Table of Contents

Marsaglia's XORshift routine on the ARM processor

Raspberry Pi 3b+ with wabiForth

The Forth version of the randomisation routines is the same on any processor as only standard Forth words are used. But the ARM-processor can do do a neat trick: it can do 1 cycle (dup, shift and xor) in 1 opcode!! And as most Forths include an assembler it is an interesting exercise to see how much faster the routine is when coded in assembly. This example is coded using wabiForth on a Raspberry 3b+, but the principle is the same for any ARMv8 Aarch32 processor.

The routine uses three registers named top, v and w. Top contains the top of the stack, v and w are scratch registers.

XORshift in ARM Aarch32 assembly

variable seed
2345 seed !

code: ASMRANDOM ( address_seed -- rndm_val )
  [ w, top, ldr,       \ get value in seed in w
  
  w, w, w, 13 lsl#, eor,
  w, w, w, 17 lsr#, eor,
  w, w, w,  5 lsl#, eor,
  
  v, v, w, eor,	       \ xor old seed value with generated random number
  v, top, str,         \ save xor'd value in seed
  top, w, mov,
  
  ] ; 7 inlinable

Comparison of Forth vs assembly

Tested with wabiForth on Raspberry 3b+ @ 1.5 GHz
Here some simple benchmarks which compare the 1 and 2 seed versions coded in Forth and the 1 seed version in assembly. Just to get an idea about execution-speeds.
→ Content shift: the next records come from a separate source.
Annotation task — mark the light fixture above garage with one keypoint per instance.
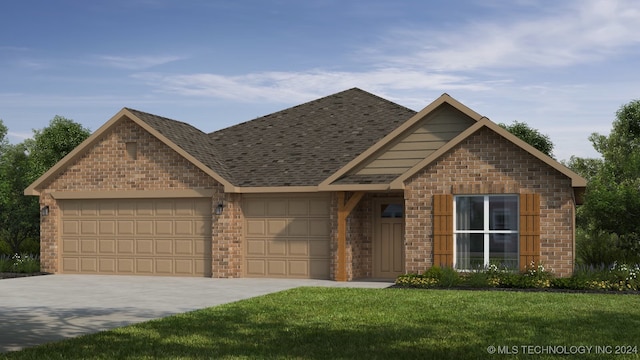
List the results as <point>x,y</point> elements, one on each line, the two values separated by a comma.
<point>219,208</point>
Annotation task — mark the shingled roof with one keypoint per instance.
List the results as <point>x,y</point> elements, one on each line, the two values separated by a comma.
<point>303,145</point>
<point>189,138</point>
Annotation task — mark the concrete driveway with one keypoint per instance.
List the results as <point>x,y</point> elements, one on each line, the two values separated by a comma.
<point>40,309</point>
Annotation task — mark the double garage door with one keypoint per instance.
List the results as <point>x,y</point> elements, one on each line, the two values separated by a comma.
<point>287,236</point>
<point>137,236</point>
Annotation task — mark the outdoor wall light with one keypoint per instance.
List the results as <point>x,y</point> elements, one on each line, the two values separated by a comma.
<point>219,208</point>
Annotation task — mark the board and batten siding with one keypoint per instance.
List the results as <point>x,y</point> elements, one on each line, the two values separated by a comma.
<point>430,134</point>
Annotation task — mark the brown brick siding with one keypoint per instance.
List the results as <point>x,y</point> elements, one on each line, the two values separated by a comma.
<point>487,163</point>
<point>106,166</point>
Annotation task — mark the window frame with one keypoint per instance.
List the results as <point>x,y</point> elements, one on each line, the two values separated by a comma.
<point>486,228</point>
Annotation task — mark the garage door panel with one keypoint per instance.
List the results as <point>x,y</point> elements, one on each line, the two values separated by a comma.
<point>163,247</point>
<point>107,246</point>
<point>71,246</point>
<point>299,207</point>
<point>125,227</point>
<point>319,207</point>
<point>202,228</point>
<point>254,208</point>
<point>164,266</point>
<point>184,247</point>
<point>107,227</point>
<point>70,264</point>
<point>276,267</point>
<point>184,227</point>
<point>88,209</point>
<point>137,236</point>
<point>298,248</point>
<point>319,248</point>
<point>144,266</point>
<point>144,208</point>
<point>256,247</point>
<point>287,236</point>
<point>277,248</point>
<point>89,227</point>
<point>299,268</point>
<point>319,269</point>
<point>125,246</point>
<point>298,227</point>
<point>256,267</point>
<point>89,246</point>
<point>126,266</point>
<point>164,227</point>
<point>276,226</point>
<point>144,247</point>
<point>70,227</point>
<point>277,208</point>
<point>184,266</point>
<point>126,208</point>
<point>256,227</point>
<point>144,227</point>
<point>107,208</point>
<point>164,208</point>
<point>319,227</point>
<point>107,265</point>
<point>88,265</point>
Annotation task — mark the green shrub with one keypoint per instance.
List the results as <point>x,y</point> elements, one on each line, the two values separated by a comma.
<point>449,278</point>
<point>25,263</point>
<point>6,263</point>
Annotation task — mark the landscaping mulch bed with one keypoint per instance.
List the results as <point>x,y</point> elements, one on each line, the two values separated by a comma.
<point>549,290</point>
<point>18,275</point>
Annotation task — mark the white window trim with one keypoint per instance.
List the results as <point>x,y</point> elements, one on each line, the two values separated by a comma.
<point>486,232</point>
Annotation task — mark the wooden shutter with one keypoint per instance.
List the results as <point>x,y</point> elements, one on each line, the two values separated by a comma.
<point>443,230</point>
<point>529,230</point>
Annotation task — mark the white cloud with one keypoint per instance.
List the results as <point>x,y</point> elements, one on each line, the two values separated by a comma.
<point>136,62</point>
<point>582,32</point>
<point>302,86</point>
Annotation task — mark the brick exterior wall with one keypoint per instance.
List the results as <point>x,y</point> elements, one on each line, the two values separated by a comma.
<point>106,166</point>
<point>486,163</point>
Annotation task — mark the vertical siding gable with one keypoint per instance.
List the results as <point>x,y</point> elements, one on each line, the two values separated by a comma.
<point>417,143</point>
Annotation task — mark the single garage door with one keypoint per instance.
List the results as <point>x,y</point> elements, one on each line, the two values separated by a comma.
<point>137,236</point>
<point>287,236</point>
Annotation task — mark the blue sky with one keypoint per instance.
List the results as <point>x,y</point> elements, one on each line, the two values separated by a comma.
<point>563,67</point>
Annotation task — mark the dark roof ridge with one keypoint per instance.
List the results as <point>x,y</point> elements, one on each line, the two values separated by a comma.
<point>191,139</point>
<point>310,103</point>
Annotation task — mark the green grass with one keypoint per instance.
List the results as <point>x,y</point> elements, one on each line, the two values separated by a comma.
<point>334,323</point>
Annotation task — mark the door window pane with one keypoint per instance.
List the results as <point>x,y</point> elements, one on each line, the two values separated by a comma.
<point>503,213</point>
<point>470,213</point>
<point>503,250</point>
<point>469,251</point>
<point>391,210</point>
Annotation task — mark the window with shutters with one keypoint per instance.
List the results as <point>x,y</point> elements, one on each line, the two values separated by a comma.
<point>486,231</point>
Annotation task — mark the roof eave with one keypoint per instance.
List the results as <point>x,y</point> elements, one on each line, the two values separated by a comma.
<point>34,188</point>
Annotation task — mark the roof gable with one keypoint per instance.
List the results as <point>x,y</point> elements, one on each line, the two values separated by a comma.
<point>303,145</point>
<point>152,124</point>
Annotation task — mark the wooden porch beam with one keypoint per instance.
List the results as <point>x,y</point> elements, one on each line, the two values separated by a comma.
<point>344,209</point>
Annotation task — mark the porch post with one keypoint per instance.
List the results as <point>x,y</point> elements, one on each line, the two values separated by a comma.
<point>344,209</point>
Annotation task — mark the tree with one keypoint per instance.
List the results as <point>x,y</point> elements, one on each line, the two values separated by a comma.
<point>20,165</point>
<point>54,142</point>
<point>531,136</point>
<point>612,199</point>
<point>19,215</point>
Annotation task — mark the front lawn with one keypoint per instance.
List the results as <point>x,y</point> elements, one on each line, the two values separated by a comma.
<point>338,323</point>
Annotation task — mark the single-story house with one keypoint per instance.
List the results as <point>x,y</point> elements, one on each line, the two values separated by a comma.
<point>348,186</point>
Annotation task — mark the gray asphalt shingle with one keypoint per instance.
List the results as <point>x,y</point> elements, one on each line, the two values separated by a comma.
<point>299,146</point>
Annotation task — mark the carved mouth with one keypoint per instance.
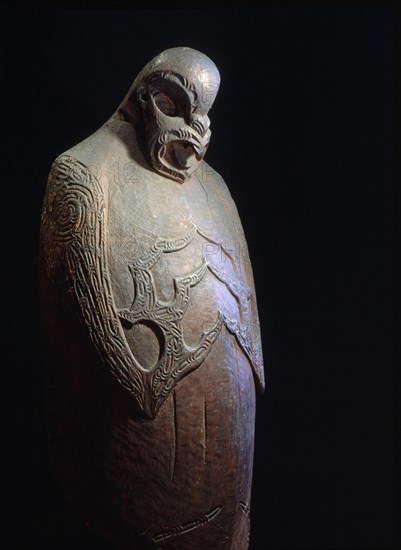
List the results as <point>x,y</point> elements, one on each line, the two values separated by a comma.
<point>184,153</point>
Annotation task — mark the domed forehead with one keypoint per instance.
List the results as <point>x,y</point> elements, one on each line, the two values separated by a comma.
<point>197,73</point>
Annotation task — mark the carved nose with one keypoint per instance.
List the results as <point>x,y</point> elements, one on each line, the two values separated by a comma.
<point>200,124</point>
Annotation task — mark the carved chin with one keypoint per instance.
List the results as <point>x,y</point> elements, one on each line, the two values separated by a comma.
<point>176,160</point>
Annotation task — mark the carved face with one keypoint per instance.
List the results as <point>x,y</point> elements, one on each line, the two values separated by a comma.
<point>176,125</point>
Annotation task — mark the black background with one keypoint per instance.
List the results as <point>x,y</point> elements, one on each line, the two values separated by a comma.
<point>303,134</point>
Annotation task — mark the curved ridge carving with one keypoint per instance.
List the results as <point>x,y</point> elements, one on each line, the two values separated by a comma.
<point>74,247</point>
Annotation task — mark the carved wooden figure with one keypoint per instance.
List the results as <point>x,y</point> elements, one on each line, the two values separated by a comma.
<point>152,343</point>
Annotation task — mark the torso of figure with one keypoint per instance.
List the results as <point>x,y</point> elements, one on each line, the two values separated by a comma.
<point>179,272</point>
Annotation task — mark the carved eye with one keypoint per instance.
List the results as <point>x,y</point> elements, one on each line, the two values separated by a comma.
<point>166,105</point>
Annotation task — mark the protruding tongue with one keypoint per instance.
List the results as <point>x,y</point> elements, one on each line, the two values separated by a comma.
<point>184,154</point>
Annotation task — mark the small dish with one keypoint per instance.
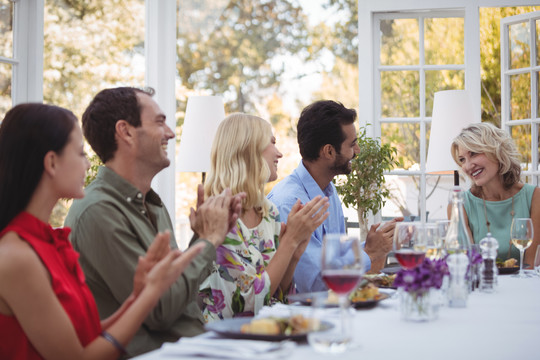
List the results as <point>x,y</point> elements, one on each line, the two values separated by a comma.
<point>231,328</point>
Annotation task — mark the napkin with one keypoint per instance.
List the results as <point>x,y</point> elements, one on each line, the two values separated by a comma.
<point>282,310</point>
<point>219,348</point>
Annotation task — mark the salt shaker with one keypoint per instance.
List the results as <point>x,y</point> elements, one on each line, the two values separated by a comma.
<point>457,290</point>
<point>488,268</point>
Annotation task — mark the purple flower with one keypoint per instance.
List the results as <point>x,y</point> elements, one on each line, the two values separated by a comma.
<point>219,302</point>
<point>226,258</point>
<point>425,276</point>
<point>258,283</point>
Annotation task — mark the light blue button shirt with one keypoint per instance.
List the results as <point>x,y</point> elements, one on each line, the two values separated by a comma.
<point>301,185</point>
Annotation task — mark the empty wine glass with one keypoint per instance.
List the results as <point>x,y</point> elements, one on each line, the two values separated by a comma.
<point>409,248</point>
<point>342,270</point>
<point>442,226</point>
<point>521,234</point>
<point>429,235</point>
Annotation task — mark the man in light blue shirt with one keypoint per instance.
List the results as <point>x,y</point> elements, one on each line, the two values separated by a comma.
<point>328,142</point>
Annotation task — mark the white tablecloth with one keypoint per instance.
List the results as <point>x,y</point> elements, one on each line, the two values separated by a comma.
<point>502,325</point>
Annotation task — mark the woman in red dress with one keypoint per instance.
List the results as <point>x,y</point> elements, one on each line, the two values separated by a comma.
<point>46,309</point>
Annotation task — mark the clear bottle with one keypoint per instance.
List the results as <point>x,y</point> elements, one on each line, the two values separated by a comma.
<point>457,237</point>
<point>458,240</point>
<point>488,269</point>
<point>458,289</point>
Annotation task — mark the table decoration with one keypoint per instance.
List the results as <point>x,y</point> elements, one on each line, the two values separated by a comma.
<point>416,287</point>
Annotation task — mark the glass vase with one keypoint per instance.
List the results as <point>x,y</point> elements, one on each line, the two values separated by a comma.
<point>418,306</point>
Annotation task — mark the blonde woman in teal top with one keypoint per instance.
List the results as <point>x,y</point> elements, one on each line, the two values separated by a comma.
<point>489,157</point>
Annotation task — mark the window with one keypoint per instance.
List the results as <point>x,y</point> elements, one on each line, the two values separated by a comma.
<point>520,73</point>
<point>411,66</point>
<point>6,54</point>
<point>400,71</point>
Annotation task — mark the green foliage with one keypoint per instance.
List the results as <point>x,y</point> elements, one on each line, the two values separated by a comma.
<point>364,188</point>
<point>240,56</point>
<point>91,174</point>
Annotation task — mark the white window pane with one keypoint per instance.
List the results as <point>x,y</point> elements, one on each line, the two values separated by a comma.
<point>400,94</point>
<point>520,96</point>
<point>452,49</point>
<point>6,28</point>
<point>399,42</point>
<point>520,49</point>
<point>406,138</point>
<point>5,89</point>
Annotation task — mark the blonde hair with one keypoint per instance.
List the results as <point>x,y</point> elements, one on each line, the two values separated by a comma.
<point>237,162</point>
<point>496,144</point>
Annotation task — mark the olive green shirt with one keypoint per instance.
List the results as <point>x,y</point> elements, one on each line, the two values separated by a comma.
<point>111,228</point>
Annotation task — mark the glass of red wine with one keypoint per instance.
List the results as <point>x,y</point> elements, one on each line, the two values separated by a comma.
<point>342,270</point>
<point>409,244</point>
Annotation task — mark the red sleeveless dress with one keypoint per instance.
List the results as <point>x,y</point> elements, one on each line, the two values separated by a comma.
<point>68,283</point>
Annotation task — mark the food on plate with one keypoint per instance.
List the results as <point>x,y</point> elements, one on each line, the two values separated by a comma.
<point>367,293</point>
<point>296,324</point>
<point>381,280</point>
<point>265,326</point>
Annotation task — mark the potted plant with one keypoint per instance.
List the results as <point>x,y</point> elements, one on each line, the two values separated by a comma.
<point>364,188</point>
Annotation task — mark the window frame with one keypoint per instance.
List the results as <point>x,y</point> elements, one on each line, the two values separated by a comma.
<point>369,14</point>
<point>533,69</point>
<point>27,61</point>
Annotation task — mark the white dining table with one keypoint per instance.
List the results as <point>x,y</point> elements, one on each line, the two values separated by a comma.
<point>500,325</point>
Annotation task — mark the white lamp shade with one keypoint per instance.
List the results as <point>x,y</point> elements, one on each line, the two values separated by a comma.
<point>203,115</point>
<point>452,111</point>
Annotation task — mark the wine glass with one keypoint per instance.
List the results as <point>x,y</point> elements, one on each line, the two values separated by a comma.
<point>537,261</point>
<point>409,248</point>
<point>429,234</point>
<point>442,231</point>
<point>342,270</point>
<point>521,234</point>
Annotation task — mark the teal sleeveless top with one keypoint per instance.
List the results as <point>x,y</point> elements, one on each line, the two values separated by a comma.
<point>500,219</point>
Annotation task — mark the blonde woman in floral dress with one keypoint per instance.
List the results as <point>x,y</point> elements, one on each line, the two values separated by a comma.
<point>255,265</point>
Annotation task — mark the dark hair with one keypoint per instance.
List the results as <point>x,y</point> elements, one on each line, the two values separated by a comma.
<point>100,117</point>
<point>27,134</point>
<point>320,124</point>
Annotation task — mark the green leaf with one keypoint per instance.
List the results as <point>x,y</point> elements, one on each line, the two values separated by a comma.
<point>364,188</point>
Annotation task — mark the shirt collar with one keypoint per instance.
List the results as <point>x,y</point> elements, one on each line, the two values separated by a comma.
<point>126,189</point>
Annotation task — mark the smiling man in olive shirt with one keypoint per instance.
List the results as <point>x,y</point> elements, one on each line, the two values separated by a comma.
<point>117,220</point>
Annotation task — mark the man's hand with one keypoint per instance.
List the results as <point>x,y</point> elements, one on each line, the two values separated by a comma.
<point>157,251</point>
<point>379,243</point>
<point>212,219</point>
<point>302,221</point>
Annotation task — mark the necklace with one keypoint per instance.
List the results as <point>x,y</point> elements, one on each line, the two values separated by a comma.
<point>512,213</point>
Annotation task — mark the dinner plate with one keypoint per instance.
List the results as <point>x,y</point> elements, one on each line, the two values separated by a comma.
<point>307,298</point>
<point>230,328</point>
<point>508,270</point>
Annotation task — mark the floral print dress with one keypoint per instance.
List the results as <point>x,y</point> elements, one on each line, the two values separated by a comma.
<point>238,284</point>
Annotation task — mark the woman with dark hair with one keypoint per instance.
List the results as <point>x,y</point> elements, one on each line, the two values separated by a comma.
<point>46,309</point>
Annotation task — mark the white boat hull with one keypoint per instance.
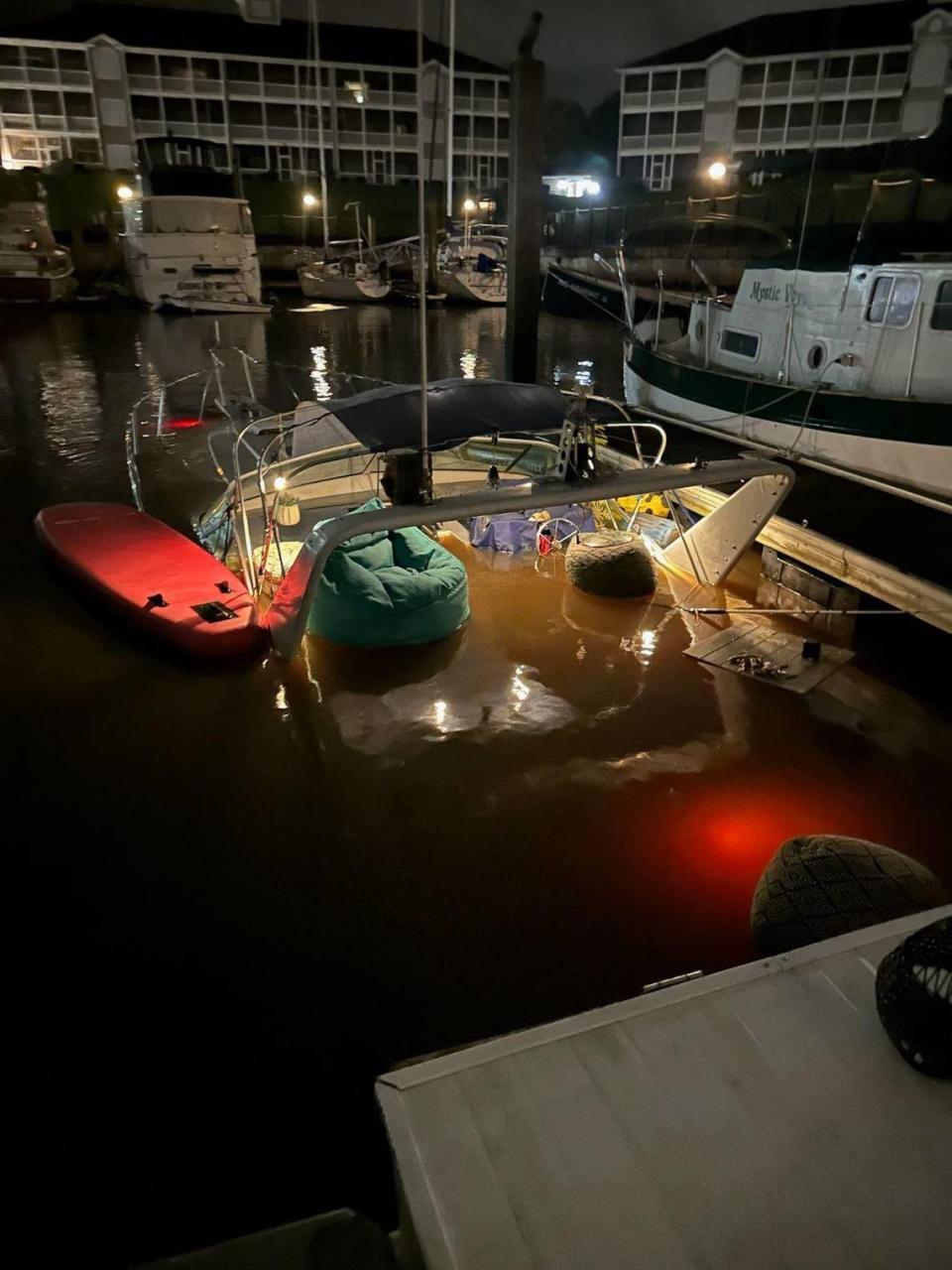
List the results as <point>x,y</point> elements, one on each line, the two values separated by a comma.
<point>194,273</point>
<point>468,287</point>
<point>919,467</point>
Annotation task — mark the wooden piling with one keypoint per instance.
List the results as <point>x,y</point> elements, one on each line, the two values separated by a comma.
<point>526,111</point>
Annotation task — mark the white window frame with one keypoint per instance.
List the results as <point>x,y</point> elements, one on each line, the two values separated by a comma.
<point>884,321</point>
<point>730,352</point>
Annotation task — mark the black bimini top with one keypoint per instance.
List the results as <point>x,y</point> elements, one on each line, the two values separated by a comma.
<point>389,418</point>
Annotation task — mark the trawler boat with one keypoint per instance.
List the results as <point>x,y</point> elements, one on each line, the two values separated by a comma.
<point>345,281</point>
<point>32,266</point>
<point>189,244</point>
<point>849,371</point>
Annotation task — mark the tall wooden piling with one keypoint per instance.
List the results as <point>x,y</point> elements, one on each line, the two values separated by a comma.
<point>526,112</point>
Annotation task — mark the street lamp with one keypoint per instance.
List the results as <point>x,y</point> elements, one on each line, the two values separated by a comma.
<point>468,208</point>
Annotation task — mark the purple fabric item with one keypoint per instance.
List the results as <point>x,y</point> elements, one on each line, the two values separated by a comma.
<point>513,531</point>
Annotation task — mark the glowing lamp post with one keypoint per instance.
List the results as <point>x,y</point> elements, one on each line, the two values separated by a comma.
<point>308,202</point>
<point>468,208</point>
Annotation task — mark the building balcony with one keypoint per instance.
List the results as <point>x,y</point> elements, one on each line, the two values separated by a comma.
<point>479,146</point>
<point>285,135</point>
<point>244,87</point>
<point>42,75</point>
<point>246,132</point>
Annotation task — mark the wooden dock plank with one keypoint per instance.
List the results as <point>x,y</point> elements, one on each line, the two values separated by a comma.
<point>757,1116</point>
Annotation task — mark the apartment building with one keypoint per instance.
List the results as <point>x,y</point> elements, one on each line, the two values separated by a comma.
<point>844,76</point>
<point>117,77</point>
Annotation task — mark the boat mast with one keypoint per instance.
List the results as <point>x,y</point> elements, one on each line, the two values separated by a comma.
<point>320,125</point>
<point>421,217</point>
<point>449,111</point>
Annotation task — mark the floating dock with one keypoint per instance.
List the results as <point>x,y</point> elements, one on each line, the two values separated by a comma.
<point>758,1116</point>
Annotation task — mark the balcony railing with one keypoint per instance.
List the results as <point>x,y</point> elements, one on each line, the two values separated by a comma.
<point>244,87</point>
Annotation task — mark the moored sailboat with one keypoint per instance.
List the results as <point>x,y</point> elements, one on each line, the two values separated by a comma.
<point>848,370</point>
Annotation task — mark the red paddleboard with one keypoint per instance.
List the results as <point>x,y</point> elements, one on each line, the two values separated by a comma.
<point>160,579</point>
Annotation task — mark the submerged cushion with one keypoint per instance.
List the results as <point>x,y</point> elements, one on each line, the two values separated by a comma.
<point>390,588</point>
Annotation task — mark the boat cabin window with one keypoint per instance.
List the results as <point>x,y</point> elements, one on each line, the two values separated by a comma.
<point>740,341</point>
<point>942,309</point>
<point>892,302</point>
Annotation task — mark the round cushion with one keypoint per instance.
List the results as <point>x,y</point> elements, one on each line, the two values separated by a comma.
<point>914,998</point>
<point>611,563</point>
<point>821,885</point>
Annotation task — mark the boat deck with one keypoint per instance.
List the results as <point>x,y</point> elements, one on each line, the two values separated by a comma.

    ---------------------------
    1 seed 32bit Forth:     40c
    2 seed 32bit Forth:     60c
    1 seed 32bit assembly:  13c
    ---------------------------

Time measured is the number of CPU-cycles required to put a random number on the stack with a given method. The routine in assembly is 3 times as fast as the corresponding routine in Forth. Which is a decent speed-up of the routine.